Wednesday, June 6, 2012

Dresden - last day with group


We spent Tuesday in Dresden. As most of you know, Dresden was a jewel of a city before the Allies bombed it in WWII. The intense heat created a firestorm that sucked the air out of underground shelters, killing thousands of people (many of them women and children who had flocked to a supposedly safe haven). The bombing raid also destroyed most of Dresden’s magnificent buildings, such as the Frauenkirche (Church of Our Lady). It is only recently that some of these treasures – belonging not only to the Germans or even the Europeans, but everyone – have been restored to something of their former glory.

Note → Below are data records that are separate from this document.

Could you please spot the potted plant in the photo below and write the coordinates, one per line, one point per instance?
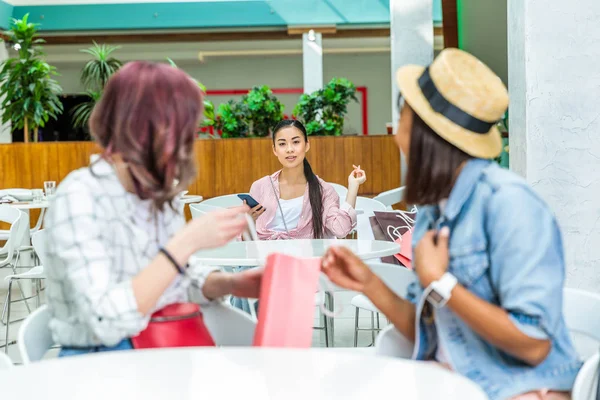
(26, 84)
(323, 111)
(94, 76)
(209, 108)
(254, 115)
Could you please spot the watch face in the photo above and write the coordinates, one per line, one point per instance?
(436, 297)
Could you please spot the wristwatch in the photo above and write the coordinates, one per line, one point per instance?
(441, 290)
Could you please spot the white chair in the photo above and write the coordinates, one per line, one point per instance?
(392, 343)
(397, 278)
(9, 252)
(369, 206)
(35, 337)
(35, 274)
(230, 200)
(22, 195)
(586, 383)
(5, 361)
(366, 208)
(391, 197)
(581, 310)
(229, 326)
(200, 209)
(341, 190)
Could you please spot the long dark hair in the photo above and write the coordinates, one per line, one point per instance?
(315, 191)
(432, 165)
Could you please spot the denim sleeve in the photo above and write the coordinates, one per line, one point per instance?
(526, 260)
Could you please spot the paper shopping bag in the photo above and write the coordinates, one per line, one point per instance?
(287, 302)
(405, 255)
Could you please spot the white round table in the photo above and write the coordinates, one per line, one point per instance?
(235, 374)
(30, 205)
(250, 254)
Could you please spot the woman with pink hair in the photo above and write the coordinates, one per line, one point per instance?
(117, 247)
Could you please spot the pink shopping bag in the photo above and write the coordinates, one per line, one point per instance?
(287, 302)
(405, 255)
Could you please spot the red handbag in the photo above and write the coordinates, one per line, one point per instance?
(176, 325)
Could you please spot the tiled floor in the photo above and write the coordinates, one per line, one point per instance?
(344, 325)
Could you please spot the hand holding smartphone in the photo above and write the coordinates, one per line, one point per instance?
(256, 209)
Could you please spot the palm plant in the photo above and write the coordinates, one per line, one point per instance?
(94, 76)
(26, 85)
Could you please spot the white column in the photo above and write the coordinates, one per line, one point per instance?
(554, 84)
(312, 61)
(5, 134)
(411, 29)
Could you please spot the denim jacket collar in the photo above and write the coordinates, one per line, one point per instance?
(462, 190)
(464, 186)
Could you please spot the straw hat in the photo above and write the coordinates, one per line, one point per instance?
(460, 98)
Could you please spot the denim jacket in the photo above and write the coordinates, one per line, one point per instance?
(506, 248)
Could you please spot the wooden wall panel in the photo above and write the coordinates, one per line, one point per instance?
(224, 166)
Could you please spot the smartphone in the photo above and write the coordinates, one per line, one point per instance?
(249, 200)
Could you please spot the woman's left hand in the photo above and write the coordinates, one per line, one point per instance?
(431, 258)
(357, 177)
(247, 283)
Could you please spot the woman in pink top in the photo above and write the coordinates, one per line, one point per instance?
(308, 207)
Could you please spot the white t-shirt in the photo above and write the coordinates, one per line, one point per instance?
(440, 354)
(292, 209)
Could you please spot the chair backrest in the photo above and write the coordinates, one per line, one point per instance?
(581, 310)
(391, 197)
(5, 361)
(228, 326)
(341, 190)
(586, 382)
(368, 206)
(396, 277)
(35, 338)
(392, 343)
(38, 241)
(230, 200)
(200, 209)
(16, 232)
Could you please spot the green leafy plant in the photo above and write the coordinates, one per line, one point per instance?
(264, 110)
(94, 76)
(254, 115)
(26, 84)
(232, 119)
(323, 111)
(209, 108)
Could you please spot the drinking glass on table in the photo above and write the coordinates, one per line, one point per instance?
(38, 195)
(50, 188)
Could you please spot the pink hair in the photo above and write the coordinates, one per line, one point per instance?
(149, 115)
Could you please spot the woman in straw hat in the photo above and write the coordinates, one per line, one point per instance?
(488, 252)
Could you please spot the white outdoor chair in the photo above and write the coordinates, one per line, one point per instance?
(229, 326)
(581, 310)
(228, 201)
(391, 197)
(392, 343)
(341, 190)
(9, 253)
(35, 337)
(586, 383)
(366, 208)
(397, 278)
(35, 274)
(200, 209)
(5, 362)
(22, 195)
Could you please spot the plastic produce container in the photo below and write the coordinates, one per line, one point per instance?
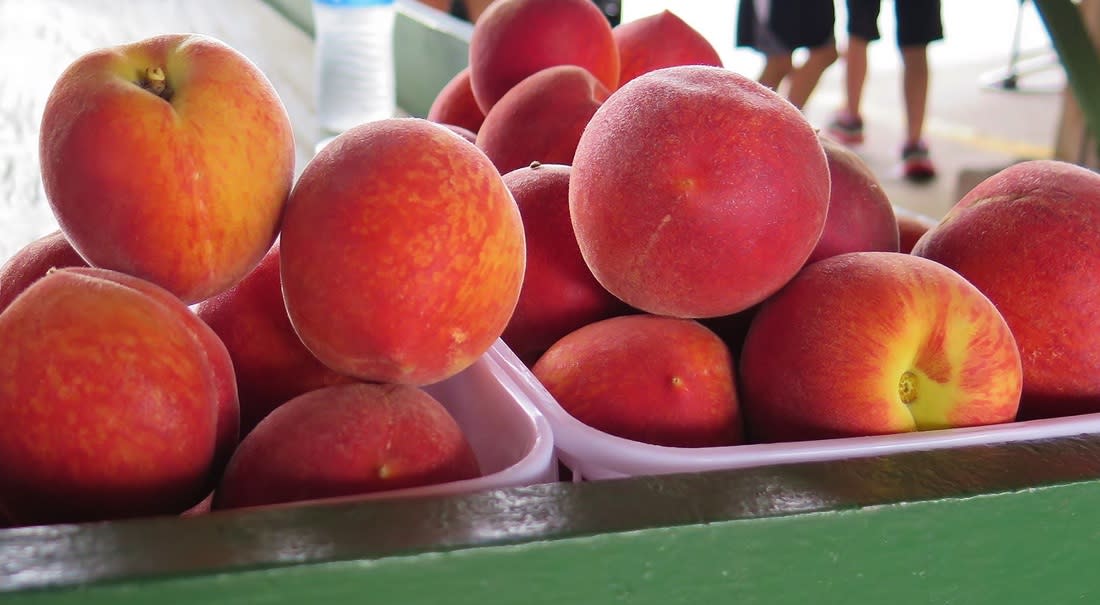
(593, 454)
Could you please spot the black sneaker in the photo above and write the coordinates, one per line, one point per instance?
(916, 164)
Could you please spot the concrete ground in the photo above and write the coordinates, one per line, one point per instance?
(974, 127)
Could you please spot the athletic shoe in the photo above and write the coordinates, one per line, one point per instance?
(916, 164)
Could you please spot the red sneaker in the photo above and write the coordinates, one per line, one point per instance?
(916, 164)
(846, 129)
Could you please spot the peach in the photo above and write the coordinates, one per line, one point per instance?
(402, 253)
(541, 118)
(696, 191)
(454, 103)
(347, 440)
(911, 227)
(1029, 238)
(168, 158)
(515, 39)
(221, 364)
(559, 293)
(656, 380)
(32, 262)
(876, 343)
(660, 40)
(270, 362)
(109, 404)
(463, 132)
(860, 217)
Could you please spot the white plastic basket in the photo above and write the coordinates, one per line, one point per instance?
(593, 454)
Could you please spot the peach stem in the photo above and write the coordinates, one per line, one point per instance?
(154, 81)
(906, 387)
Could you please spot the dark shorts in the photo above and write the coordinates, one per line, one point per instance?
(791, 24)
(919, 21)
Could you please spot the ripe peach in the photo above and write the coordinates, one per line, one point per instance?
(541, 118)
(656, 380)
(660, 40)
(168, 158)
(696, 191)
(1029, 238)
(270, 362)
(32, 262)
(347, 440)
(860, 217)
(221, 364)
(515, 39)
(875, 343)
(559, 293)
(109, 404)
(911, 227)
(454, 103)
(402, 254)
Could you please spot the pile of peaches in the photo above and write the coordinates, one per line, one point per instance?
(673, 250)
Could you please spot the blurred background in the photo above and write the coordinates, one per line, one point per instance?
(975, 125)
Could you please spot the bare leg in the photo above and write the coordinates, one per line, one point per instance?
(804, 79)
(915, 89)
(855, 74)
(774, 69)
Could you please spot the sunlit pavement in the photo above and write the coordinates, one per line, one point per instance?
(974, 125)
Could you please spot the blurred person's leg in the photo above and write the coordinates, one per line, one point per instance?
(919, 24)
(862, 29)
(776, 67)
(814, 30)
(804, 79)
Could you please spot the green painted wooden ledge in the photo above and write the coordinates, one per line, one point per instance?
(996, 524)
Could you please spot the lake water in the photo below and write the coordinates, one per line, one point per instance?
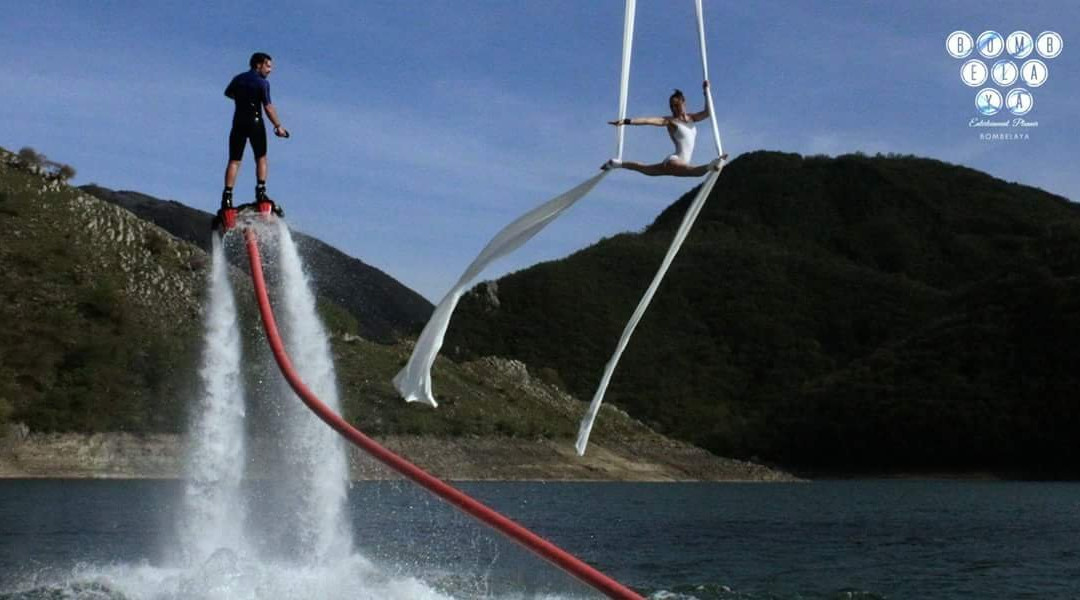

Our first stop after the 2.5-hr. bus ride from Berlin was the Neue Synagogue. The original was not destroyed in the Allied bombing but on Nov. 9, 1938: on Kristallnacht. On that night, many Jewish buildings (residences, shops, and houses of worship) across Germany took the brunt of growing aggression – a taste of far more brutal crackdowns to come.
The replacement synagogue is basically a box, a well-designed and constructed but uninspiring box barely 10 years old. While I liked the high ceiling (a deliberate choice by the architect when he learned that the Dresden city planners wouldn’t let him build on the entire original site – more narrow and up was okay), I did not find that its other features suggested a house of worship, shall we say.
In the adjoining community center, we met with Michael Hurshell, the artistic director of the The New Jewish Chamber Philharmonic, Dresden. He explained how he ended up in Dresden after being born and raised in Seattle, and why his orchestra plays work by Jewish composers, many of whom have slid into undeserved obscurity since the turbulent first few decades of the 20th century. Music has no borders, he implied. It has the power to bring people together instead of underscoring their differences. Very uplifting to hear this!
In our remaining time, under gloomy skies, we had a quick look through the art gallery, where Raphael’s most famous Madonna had been on display since early May. I can’t remember running through a gallery like that before! We were really under the eye of the clock. As the Lucas Cranach “Adam and Eve” was in the vault, and I could see only a few other German and Flemish works, I think I could have given the gallery a pass. Anyone with a penchant for Italian religious art would have been begging to stay another two hours! I have lost any taste for that – or perhaps I feel fonder of German art because, well, I’m in Germany.
As the cool day seemed to get even cooler, we visited the Frauenkirche, then decided to have Kaffee und Kuchen in a tearoom before heading back to Berlin earlier than planned. I had a hot chocolate that really woke me up, while the rest of the group sampled the tortes. (I’d had enough yummy cake at lunch, at the synagogue, after vegetarian couscous.)
We returned to Berlin around 8:00, as the sky cleared a bit, and ate (much later) at a fancy place called Oxymoron. Tired of pasta – about the only veg option at most fancy places – I had potatoes and white asparagus, period. They actually hit the spot
A bunch of us said our good-byes outside the hotel, and thanked Naomi for all her expertise, patience, good humor, and kindness. We will never forget this trip, much of it thanks to her.